I am heading to New Orleans today. Well…not really…just figuratively. What I am talking about is Jambalaya, an incredibly flavorful rice dish. Add Andouille sausage and chicken and you have a one-pot wonder. It is a very simple dish that your family will love. The Big Decision…Cajun or Creole Jambalaya?
What is Jambalaya?
Jambalaya is a rice dish thought to originate in south Louisiana in the 19 century. For a short time, Spain had some control over the region in the late 1700s and therefore had some influence on the dish.
Creole Jambalaya
The Spanish dish Paella is very similar to Jambalaya. Paella uses saffron. Since saffron was difficult to find in the Louisiana region, tomatoes were used instead. This was the start of “Creole” Jambalaya or Red Jambalaya.
Cajun Jambalaya
Tomatoes were harder to find the more you traveled into the more rural areas of Louisiana. So in that part of the world tomatoes were not used in preparing Jambalaya. And so “Cajun” or Brown jambalaya came about.

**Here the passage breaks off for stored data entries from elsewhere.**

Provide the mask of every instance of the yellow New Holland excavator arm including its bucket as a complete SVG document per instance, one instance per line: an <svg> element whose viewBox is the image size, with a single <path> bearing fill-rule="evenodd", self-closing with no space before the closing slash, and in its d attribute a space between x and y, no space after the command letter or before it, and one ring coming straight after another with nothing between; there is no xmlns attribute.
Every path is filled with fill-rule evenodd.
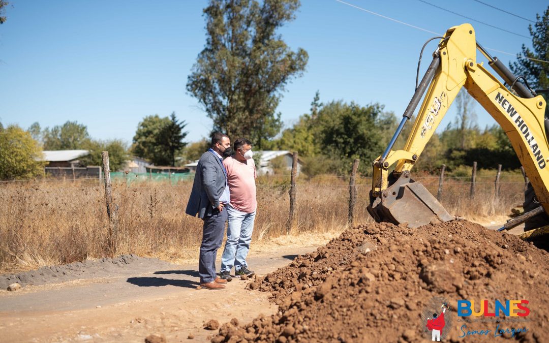
<svg viewBox="0 0 549 343"><path fill-rule="evenodd" d="M465 87L505 131L526 175L530 178L531 189L535 192L535 197L531 197L535 198L534 209L515 218L513 225L547 216L548 93L538 91L540 95L537 95L530 89L524 77L514 76L497 57L492 57L486 52L486 49L475 40L475 32L470 24L451 27L443 37L435 37L432 40L438 38L440 41L433 53L433 60L419 85L416 85L416 92L402 115L400 125L383 155L373 162L369 213L377 222L407 223L409 227L455 219L421 183L414 182L410 170L418 161L457 93ZM507 87L492 75L483 63L477 62L477 50L488 59L488 64L503 79ZM413 122L404 149L392 150L425 91L427 94ZM509 226L511 225L502 229Z"/></svg>

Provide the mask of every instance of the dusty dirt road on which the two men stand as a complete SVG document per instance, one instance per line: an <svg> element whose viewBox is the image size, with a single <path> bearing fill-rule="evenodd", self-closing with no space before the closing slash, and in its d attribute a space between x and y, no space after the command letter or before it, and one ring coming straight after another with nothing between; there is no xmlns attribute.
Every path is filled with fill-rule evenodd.
<svg viewBox="0 0 549 343"><path fill-rule="evenodd" d="M250 257L250 267L266 274L316 248L281 246ZM0 292L1 340L142 342L149 334L165 334L178 342L191 334L205 341L213 333L202 327L209 319L246 323L276 311L267 293L245 290L244 281L233 279L219 291L196 290L196 264L148 261L101 278Z"/></svg>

Other Specifics to Creole / Cajun Cooking
My recipe includes the use of andouille sausage. The use of sausage in Cajun/Creole cooking came about from the German immigration to Louisiana during the 1840s and 1850s. This type of sausage is smokey and well seasoned. Many Cajun and Creole recipes include the “holy trinity”. The holy trinity is the Cajun/Creole version of the Classic French “mirepoix” which is a vegetable mixture of onions, carrots, and celery. The Creole/Cajun version typically uses a mixture of onions, celery, and green pepper. (In this recipe my preference is to use red peppers.)
Today we are making the Cajun version of Jambalaya which is a little more seasoned and a little more spicy. It is easy enough to make the Creole version of Jambalaya if you want to go in that direction. You would include a 28 oz can of plum tomatoes with juice. Use the juice from the can plus chicken broth to make sure you have your proper ratio of rice to liquid. You will need to crush the tomatoes before you add them to your pot to cook. Add a little tomato paste and you will have a great version of a Creole Jambalaya. My recipe can be used as your basis in preparing either the Cajun or the Creole version of Jambalaya. The Cajun version will be a much “drier” dish. Make sure you try them both and let me know how they come out and what’s your preference.
(For another New Orleans classic, check here for my recipe for a Muffuletta Sandwich.)
As they say in New Orleans, Laissez les bons temps rouler. Let the Good Times Roll. And as always, thank you for Spending Time in My Kitchen.